The continent might not be able to receive more natural gas, even if it can be shipped more. The continent’s import terminals are located in the coast, and Europe’s pipeline network doesn’t have the necessary connections to transport natural gas across the continent.
Europe is searching for answers everywhere it can. Germany, Italy, and Bulgaria are all heavily dependent upon Russian gas. This makes it difficult to reach an agreement on either a quicker exit or a complete block now.
Germany’s Chancellor Olaf Scholz stated that an immediate energy embargo would result in thousands of jobs being lost and leave homes and schools unheated. Europe must replenish its gas reserves, which were severely depleted in the winter.
However, LNG cannot be created from thin air. It requires export terminals to convert the gas into super-chilled liquid and then a reception terminal to turn it back into natural gas for Europe’s pipeline system. These terminals are expensive and can take many years to construct. Due to high gas prices and war’s jolt towards volatile energy markets, many terminals and tankers around globe are already fully booked. Customers have to compete for shipments.
The U.S.-EU initiative may require new facilities to import liquefied gas. However, the White House stated that it also aims to reduce dependence on fossil fuels over the long term through energy efficiency and other sources of energy.
Climate campaigners, however, criticized the agreement. They called for the U.S. to put more emphasis on renewable energy and reducing the demand for fossil fuels.
Raphael Hanoteaux (senior policy advisor at E3G, a Brussels-based environmental group), stated that this “is a more economical and sustainable solution that doesn’t lock Europe into infrastructure or deals she does not need.”
According to the Center for Liquefied Natural Gas (an industry lobbying group), the U.S. has seen a dramatic increase in its LNG exports over recent years. Most of these LNG exports now go to Europe. Even though most of the supply has been sold to buyers, there are still options to move it.
Rystad gas market analyst Emily McClain said that the U.S. is unique because it has flexible LNG which can be rerouted to Europe and Asia depending on who is willing to pay that price.

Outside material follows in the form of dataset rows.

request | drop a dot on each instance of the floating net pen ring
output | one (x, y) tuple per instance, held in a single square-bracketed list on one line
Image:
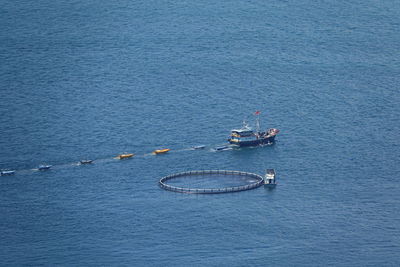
[(211, 181)]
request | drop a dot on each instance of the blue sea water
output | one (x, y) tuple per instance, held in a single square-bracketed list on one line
[(92, 79)]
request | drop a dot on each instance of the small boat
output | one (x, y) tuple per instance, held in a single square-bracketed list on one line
[(198, 147), (221, 148), (7, 172), (44, 167), (125, 156), (246, 136), (161, 151), (86, 161), (269, 178)]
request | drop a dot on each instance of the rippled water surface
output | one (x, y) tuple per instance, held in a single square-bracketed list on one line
[(93, 79)]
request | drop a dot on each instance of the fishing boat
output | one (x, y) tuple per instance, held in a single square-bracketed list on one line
[(269, 178), (161, 151), (246, 136), (86, 161), (44, 167), (125, 156), (198, 147), (6, 172)]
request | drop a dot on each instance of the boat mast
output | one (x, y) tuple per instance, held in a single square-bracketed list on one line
[(257, 121)]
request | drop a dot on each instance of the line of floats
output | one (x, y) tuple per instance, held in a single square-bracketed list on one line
[(45, 167)]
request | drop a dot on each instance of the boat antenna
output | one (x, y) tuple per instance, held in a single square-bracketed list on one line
[(257, 120)]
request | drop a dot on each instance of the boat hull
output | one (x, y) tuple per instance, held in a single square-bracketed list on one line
[(261, 141)]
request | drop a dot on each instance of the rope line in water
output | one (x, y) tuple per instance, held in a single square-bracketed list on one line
[(108, 159)]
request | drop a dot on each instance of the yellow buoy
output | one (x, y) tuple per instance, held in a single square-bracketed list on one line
[(125, 156)]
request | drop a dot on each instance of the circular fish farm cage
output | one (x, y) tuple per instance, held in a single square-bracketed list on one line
[(211, 182)]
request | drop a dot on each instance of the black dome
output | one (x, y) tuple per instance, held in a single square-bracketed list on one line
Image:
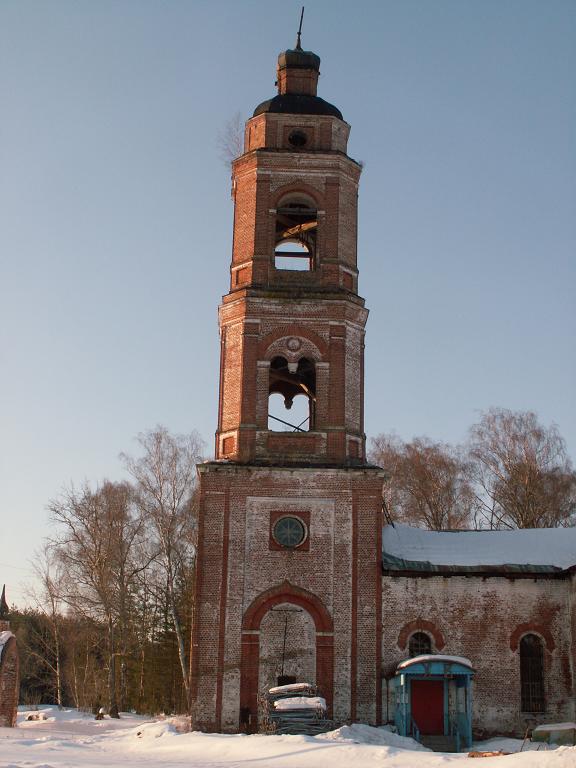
[(298, 104), (296, 58)]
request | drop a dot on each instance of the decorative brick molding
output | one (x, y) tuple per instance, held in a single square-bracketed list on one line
[(295, 330), (287, 593), (531, 628), (294, 188), (420, 625)]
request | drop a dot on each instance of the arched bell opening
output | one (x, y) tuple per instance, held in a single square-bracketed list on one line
[(291, 395), (295, 242)]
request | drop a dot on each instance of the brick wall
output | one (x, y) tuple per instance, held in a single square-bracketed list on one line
[(478, 618), (335, 580), (9, 683)]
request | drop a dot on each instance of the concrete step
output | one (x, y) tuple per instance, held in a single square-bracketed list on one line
[(439, 743)]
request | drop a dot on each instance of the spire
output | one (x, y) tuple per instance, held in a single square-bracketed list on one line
[(297, 71), (298, 43), (3, 604)]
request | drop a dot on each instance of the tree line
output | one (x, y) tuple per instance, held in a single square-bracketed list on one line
[(114, 610), (512, 472)]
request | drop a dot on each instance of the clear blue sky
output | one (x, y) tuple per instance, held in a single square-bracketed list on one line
[(115, 218)]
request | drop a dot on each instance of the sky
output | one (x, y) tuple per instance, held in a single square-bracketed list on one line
[(116, 219)]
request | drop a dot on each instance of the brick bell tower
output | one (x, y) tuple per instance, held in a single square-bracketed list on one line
[(289, 553)]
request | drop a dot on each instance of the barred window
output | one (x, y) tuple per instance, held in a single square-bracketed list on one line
[(419, 644), (532, 674)]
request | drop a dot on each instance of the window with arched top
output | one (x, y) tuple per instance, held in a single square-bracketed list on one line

A senior U.S. official stated that the government would continue its efforts to supply LNG while Europe will commit to a stable demand of around 50 billion cubic metres over the course of the agreement.
Germany, Europe’s industrial juggernaut has already begun major efforts to bring the gas in from the coast terminals, especially after Russia withdrew approval for Nord Stream 2 natural-gas pipeline.
The government’s plan for Germany’s last nuclear power plants to be shut down this year and coal-fired power phase out by 2030 rely heavily on natural gas as a bridge until enough renewable energy can produce.
Robert Habeck, Vice-Chancellor of Germany, stated that Germany expects to become almost completely independent from Russian gas by the middle of 2024. The government has obtained three “floating” terminals that can turn LNG from ships into gas. It is also working hard to create permanent LNG terminals for long-term imports.
Clara Duvigneau, a youth activist, said that “by the time the terminals could assist us, we could have already achieved the transition to renewable energy” at a Berlin climate rally.